Kerim Kur'an'ın Türkçe Meali; Erhan Aktaş

(Mâide) 5:6.

5:6. Ey iman edenler! Salâta1 durduğunuz zaman, yüzlerinizi ve ellerinizi -dirseklerinizle beraber- yıkayın. Başlarınızı ve -aşık kemiklerinizle beraber- ayaklarınızı mesh edin.2 Eğer cünüpseniz; tam olarak temizlenin.3 Eğer hasta veya yolcukta iseniz veya tuvaletten4 gelmişseniz veya kadınlarınızla ilişkiye girdiyseniz ve o anda su bulamadıysanız, temiz kumla5 teyemmüm edin; onunla ellerinizi ve yüzlerinizi mesh edin. Allah size herhangi bir zorluk dilemiyor. Ancak sizi tertemiz etmek ve üzerinize nimetini tamamlamak istiyor. Umulur ki şükredersiniz.
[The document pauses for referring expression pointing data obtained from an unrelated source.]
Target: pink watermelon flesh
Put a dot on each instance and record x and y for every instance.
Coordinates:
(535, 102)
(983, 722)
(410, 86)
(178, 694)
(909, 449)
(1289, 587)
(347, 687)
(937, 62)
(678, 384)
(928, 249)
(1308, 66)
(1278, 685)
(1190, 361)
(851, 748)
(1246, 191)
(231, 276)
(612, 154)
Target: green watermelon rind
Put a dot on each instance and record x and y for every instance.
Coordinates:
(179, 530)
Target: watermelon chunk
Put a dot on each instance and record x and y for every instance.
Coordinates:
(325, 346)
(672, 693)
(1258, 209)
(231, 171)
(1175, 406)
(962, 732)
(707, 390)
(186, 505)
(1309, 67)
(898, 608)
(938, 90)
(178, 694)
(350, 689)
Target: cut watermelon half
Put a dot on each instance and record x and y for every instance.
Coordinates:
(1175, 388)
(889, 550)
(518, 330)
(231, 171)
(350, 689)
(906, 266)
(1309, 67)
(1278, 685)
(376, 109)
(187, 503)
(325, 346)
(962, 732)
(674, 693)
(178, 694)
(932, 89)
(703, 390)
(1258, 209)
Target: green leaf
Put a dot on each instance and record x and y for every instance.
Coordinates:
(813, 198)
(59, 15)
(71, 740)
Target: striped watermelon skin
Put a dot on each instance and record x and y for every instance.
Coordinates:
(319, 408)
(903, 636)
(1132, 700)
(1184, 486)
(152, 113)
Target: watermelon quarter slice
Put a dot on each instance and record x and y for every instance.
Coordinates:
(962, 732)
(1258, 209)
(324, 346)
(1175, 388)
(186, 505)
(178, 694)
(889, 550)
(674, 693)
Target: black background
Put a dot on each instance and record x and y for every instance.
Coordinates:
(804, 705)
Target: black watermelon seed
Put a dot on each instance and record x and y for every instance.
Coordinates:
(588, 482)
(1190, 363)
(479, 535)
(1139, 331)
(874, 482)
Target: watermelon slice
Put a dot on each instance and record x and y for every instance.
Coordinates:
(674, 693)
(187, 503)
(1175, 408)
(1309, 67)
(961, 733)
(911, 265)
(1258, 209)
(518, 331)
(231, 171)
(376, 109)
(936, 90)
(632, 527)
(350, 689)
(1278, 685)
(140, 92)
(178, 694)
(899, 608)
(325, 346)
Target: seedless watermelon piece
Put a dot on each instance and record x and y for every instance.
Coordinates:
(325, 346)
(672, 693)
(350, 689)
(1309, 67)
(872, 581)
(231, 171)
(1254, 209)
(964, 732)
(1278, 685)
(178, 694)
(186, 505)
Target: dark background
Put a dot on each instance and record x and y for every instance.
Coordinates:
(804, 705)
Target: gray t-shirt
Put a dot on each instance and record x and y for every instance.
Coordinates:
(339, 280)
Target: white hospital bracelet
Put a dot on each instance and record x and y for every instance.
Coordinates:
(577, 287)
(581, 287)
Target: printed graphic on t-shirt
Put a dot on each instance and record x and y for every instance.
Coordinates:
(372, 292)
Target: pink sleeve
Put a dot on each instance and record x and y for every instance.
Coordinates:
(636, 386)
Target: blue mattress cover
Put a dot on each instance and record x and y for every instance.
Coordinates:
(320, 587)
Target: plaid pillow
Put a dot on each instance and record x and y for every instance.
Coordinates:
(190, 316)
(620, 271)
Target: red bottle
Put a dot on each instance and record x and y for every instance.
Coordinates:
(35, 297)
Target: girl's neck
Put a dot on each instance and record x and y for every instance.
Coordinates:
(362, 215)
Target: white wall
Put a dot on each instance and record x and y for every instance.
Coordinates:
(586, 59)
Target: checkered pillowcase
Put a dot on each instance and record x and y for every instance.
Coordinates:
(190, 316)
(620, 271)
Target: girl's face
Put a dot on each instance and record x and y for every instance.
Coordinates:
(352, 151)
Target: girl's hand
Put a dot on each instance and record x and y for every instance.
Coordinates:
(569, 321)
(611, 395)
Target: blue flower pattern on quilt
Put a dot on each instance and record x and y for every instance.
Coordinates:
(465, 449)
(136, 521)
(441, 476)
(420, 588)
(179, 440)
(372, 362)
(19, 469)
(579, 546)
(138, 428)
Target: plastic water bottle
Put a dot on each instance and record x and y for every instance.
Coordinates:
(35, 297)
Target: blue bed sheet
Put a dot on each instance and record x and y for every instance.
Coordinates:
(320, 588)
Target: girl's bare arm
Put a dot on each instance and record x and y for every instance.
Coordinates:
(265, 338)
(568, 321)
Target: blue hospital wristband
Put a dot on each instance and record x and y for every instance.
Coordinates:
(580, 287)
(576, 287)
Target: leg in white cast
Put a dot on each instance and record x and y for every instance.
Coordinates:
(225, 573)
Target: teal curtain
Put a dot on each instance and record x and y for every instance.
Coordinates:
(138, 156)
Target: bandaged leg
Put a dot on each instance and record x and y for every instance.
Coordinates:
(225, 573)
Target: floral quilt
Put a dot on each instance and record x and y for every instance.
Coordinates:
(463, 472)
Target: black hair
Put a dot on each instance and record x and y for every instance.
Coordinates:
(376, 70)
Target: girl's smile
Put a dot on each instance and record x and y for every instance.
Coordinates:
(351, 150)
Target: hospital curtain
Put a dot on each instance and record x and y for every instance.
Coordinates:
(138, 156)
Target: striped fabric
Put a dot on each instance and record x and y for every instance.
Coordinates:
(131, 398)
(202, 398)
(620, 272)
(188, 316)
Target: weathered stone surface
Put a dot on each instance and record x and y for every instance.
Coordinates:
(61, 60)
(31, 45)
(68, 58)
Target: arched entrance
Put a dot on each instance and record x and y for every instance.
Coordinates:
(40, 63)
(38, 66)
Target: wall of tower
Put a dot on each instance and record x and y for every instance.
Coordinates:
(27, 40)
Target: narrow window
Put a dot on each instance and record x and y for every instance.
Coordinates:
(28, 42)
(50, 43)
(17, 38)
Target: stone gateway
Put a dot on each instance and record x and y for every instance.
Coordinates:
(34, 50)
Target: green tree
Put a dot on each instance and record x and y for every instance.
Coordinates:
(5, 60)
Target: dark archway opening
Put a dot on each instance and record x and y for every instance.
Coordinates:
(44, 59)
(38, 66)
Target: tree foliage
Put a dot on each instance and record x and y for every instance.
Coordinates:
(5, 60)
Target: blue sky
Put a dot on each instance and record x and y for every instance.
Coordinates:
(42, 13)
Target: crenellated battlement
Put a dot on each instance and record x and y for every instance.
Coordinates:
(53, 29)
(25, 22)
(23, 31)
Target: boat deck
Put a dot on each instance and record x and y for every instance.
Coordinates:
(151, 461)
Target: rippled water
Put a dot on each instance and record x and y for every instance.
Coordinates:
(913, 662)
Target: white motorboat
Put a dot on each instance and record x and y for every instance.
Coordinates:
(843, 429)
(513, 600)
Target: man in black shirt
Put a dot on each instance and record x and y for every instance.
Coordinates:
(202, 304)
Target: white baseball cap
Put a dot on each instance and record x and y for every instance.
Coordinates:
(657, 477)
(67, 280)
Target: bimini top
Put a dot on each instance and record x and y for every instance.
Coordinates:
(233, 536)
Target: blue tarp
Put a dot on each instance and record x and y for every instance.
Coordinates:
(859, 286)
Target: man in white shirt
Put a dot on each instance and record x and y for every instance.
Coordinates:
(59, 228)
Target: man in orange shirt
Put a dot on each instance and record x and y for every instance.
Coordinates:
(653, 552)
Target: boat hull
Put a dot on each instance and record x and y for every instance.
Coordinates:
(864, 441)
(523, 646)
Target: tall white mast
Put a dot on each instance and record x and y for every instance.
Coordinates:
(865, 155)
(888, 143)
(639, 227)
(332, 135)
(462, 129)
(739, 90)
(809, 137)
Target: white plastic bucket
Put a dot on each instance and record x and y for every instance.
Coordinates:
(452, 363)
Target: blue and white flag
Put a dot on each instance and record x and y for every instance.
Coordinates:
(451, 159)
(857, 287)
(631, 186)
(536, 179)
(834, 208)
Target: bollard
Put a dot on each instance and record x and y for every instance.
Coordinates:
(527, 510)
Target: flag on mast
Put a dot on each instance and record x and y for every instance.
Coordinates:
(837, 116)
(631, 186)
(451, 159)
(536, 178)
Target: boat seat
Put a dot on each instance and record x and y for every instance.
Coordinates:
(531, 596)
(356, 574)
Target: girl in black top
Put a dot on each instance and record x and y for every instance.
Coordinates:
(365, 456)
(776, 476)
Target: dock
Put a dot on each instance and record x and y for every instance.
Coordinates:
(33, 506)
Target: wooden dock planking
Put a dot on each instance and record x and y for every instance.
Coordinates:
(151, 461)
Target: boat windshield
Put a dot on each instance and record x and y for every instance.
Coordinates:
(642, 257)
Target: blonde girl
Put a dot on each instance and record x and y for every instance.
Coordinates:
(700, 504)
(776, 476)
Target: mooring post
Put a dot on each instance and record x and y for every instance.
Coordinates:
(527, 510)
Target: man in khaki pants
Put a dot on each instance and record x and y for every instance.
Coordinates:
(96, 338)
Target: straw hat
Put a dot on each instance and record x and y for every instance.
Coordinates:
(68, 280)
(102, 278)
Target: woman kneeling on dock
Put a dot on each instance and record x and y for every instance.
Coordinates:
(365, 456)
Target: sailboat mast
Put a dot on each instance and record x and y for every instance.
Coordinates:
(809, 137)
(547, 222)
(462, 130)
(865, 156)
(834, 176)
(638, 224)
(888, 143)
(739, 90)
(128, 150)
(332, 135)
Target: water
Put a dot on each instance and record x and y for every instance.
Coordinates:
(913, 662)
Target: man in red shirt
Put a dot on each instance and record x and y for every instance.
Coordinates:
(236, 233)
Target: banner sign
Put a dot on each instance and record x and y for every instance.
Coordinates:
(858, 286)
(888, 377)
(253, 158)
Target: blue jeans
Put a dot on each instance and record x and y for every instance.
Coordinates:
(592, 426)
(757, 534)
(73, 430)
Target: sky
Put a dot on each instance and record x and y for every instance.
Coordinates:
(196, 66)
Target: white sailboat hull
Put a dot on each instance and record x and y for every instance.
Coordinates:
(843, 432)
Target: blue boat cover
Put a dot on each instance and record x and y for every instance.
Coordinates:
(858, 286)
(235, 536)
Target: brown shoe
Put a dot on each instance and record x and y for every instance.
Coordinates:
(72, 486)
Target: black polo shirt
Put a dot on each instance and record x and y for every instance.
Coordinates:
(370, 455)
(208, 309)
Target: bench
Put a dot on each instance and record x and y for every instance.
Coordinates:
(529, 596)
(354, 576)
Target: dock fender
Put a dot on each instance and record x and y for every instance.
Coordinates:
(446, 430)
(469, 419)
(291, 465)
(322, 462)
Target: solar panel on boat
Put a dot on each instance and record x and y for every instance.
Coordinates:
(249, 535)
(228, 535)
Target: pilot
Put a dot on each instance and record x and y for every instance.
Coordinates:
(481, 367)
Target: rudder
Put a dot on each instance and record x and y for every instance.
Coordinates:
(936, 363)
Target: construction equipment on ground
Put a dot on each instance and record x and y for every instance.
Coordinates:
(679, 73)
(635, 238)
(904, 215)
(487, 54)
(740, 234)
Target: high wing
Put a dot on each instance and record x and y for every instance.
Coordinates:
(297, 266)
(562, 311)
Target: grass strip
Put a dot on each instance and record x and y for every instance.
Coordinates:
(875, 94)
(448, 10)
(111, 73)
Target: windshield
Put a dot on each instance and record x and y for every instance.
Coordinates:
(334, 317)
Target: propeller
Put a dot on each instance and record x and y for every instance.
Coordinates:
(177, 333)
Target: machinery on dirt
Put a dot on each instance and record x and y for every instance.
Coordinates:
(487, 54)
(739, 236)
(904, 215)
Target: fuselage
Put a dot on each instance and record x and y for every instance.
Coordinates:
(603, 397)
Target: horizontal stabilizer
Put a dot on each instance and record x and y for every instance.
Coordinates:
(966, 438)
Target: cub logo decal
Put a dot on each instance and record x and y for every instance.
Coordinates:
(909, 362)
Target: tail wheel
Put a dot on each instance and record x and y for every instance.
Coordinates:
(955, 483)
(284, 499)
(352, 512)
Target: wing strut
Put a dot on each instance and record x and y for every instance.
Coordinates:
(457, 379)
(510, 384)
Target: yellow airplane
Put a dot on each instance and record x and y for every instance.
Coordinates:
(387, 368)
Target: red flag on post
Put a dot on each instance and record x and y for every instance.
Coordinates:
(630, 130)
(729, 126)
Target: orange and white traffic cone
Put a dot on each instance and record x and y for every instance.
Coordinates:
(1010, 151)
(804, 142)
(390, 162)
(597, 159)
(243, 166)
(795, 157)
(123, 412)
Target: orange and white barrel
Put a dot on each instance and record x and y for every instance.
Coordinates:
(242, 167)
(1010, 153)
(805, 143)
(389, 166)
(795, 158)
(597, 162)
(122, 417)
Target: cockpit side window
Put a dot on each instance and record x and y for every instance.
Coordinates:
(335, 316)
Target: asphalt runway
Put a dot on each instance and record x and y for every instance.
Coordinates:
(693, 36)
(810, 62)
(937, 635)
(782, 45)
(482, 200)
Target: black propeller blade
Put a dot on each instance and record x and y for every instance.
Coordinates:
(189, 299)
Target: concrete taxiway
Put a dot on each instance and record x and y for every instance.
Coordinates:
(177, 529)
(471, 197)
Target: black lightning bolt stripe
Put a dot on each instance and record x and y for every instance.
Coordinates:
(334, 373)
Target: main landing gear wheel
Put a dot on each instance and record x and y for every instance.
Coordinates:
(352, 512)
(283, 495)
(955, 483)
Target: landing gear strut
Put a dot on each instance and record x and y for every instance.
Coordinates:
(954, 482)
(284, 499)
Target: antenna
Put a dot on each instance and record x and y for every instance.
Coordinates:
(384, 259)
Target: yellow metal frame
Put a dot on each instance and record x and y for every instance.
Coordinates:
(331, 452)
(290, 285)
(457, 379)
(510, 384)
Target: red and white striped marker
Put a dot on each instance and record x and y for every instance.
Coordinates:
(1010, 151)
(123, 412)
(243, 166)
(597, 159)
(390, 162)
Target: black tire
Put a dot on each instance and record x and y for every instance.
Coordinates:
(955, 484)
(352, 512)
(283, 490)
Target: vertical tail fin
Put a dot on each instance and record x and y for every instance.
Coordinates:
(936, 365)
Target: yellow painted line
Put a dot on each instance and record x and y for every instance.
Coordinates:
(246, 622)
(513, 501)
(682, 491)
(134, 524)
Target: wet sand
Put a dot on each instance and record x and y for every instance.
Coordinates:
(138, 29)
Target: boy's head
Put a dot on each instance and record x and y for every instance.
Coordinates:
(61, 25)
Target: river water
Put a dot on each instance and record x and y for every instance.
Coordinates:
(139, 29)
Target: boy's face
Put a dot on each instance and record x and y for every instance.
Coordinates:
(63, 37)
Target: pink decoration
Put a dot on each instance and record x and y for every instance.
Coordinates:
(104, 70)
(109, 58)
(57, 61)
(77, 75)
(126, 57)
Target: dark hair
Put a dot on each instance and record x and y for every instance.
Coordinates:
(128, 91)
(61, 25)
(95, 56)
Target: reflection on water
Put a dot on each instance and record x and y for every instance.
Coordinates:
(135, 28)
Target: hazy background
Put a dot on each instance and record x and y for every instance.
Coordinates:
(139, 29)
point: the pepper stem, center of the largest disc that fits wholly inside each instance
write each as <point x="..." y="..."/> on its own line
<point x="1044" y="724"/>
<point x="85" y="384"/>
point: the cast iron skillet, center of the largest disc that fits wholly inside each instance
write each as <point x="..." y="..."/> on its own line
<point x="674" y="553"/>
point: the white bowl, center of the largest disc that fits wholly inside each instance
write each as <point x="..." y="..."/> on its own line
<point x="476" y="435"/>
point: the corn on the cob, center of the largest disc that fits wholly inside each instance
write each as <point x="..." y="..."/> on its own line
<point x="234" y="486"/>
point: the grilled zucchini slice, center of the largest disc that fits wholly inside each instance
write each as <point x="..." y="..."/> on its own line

1- Namaza. 2- Abdest alırken, esas olan şey ayakların mesh edilmesidir. Ayakları yıkamak, abdestin koşullarından değildir. Dikkat edilirse teyemmüm etmede abdest alırken yıkanan azalar sayılmıştır. Teyemmüm edilecek azalar arasında ayakların sayılmaması, abdest alırken ayakların yıkanmasının şart olmadığının göstergesidir. Ancak, isteğe bağlı olarak ayakların yıkanmasının bir sakıncası yoktur. Mesh, doğrudan ayağa yapılmalıdır. Başka bir nesnenin üzerine yapılan mesh geçerli değildir. 3- Boy abdesti alın. 4- Ayette geçen الغَائِطِ (ğâid) sözcüğünün kök harfi olan غَوْط (ğavt) oyuk, boşluk demektir. Ğavtâ ise kaka demektir. Ğaid ise tuvalet yolu demektir. Diğer bir ifade ile tuvalet demektir. Tuvalet küçük ve büyük abdestin yapıldığı yer olduğu için, sadece büyük abdest değil küçük abdestte de abdest almayı gerektirir. 5- İnce toprak.


Arapça
5|6|يَـٰٓأَيُّهَا ٱلَّذِينَ ءَامَنُوٓا۟ إِذَا قُمْتُمْ إِلَى ٱلصَّلَوٰةِ فَٱغْسِلُوا۟ وُجُوهَكُمْ وَأَيْدِيَكُمْ إِلَى ٱلْمَرَافِقِ وَٱمْسَحُوا۟ بِرُءُوسِكُمْ وَأَرْجُلَكُمْ إِلَى ٱلْكَعْبَيْنِ وَإِن كُنتُمْ جُنُبًا فَٱطَّهَّرُوا۟ وَإِن كُنتُم مَّرْضَىٰٓ أَوْ عَلَىٰ سَفَرٍ أَوْ جَآءَ أَحَدٌ مِّنكُم مِّنَ ٱلْغَآئِطِ أَوْ لَـٰمَسْتُمُ ٱلنِّسَآءَ فَلَمْ تَجِدُوا۟ مَآءً فَتَيَمَّمُوا۟ صَعِيدًا طَيِّبًا فَٱمْسَحُوا۟ بِوُجُوهِكُمْ وَأَيْدِيكُم مِّنْهُ مَا يُرِيدُ ٱللَّهُ لِيَجْعَلَ عَلَيْكُم مِّنْ حَرَجٍ وَلَـٰكِن يُرِيدُ لِيُطَهِّرَكُمْ وَلِيُتِمَّ نِعْمَتَهُۥ عَلَيْكُمْ لَعَلَّكُمْ تَشْكُرُونَ+
Latin
6. Yâ eyyuhellezîne âmenû izâ kumtum iles salâti fagsilû vucûhekum ve eydiyekum ilel merâfikı vemsehû bi ruusikum ve erculekum ilâl ka’beyn(ka’beyni) ve in kuntum cunuben fattahherû ve in kuntum mardâ ev alâ seferin ev câe ehadun minkum minel gâitı ev lâmestumun nisâe fe lem tecidû mâen fe teyemmemû saîden tayyiben femsehû bi vucûhikum ve eydîkum minh(minhu) mâ yurîdullâhu li yec’ale aleykum min haracin ve lâkin yurîdu li yutahhirekum ve li yutimme ni’metehu aleykum leallekum teşkurûn(teşkurûne).